Werfen, werfen, werfen…
Und dann dieses stundenlange Werfen und nichts, einfach gar nichts passiert. Doch dann auf einem Mal ruckt es in der Rute und zwar richtig, man hiebt an – energisch, aber bitte nicht so doll wie beim Hecht. Der Fisch springt und das Adrenalin läuft einem aus den Ohren. Wenn die Forelle dann im Kescher liegt, sind die Strapazen vergessen. Dinge, für die man kämpfen musste, sind doch die schönsten.

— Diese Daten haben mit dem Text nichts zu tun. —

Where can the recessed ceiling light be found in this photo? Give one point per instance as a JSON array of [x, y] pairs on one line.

Ich habe mir grad Fotos von meinem Angelfreund Bastian angesehen. Er hält eine Meerforelle in den Armen wie in Neugeborenes – die kleine Mefo ist gesund, misst schon 78 Zentimeter, wiegt 5600 Gramm, der Fang war anstrengend, aber letztlich sind alle wohlauf und der Papi ist stolz wie Bolle.
Wir kommen wieder
Dieses Jahr werden wir wahrscheinlich erst im April für ein Wochenende an die Küste fahren. Der Winter, der bis dato kein richtiger war, wird dann nominell bereits zu Ende sein. Im Wasser wird das Leben pulsieren. Die Seeringelwürmer haben bereits Hochzeit gefeiert, die Sandaale sind feist und rund und tausende von Forellen wurden von uns Hobbyanglern in 2015 aus der Ostsee geangelt worden sein. Die Angler, die uns in den letzten Jahren kurz mal Gesellschaft geleistet haben und auf einen frisch aufgebrühten Kaffee in unser Räuberlager kamen, waren meist Locals. Sie kennen ihre Strände, wissen bei welchem Wind und welchen Wassertemperaturen, man wo die besten Aussichten auf Forellen hat. Sie haben bestimmt einen besseren Schnitt als wir. Für uns ist die Forelle der Fisch der zweitausend Würfe. Unser Wochenende ist lang geplant, Wind und Wetter hingegen völlig unplanbar. Wir sind stationär und nicht nomadisch. Das ist sicher kein Erfolgsrezept für eine gute Fangquote, doch bei dem Mefo-Camp geht es ja auch noch um ganz andere Dinge: Ein Wochenende draußen, ein gutes Feuer, Freundschaft und Geschichten – von dicken Fischen.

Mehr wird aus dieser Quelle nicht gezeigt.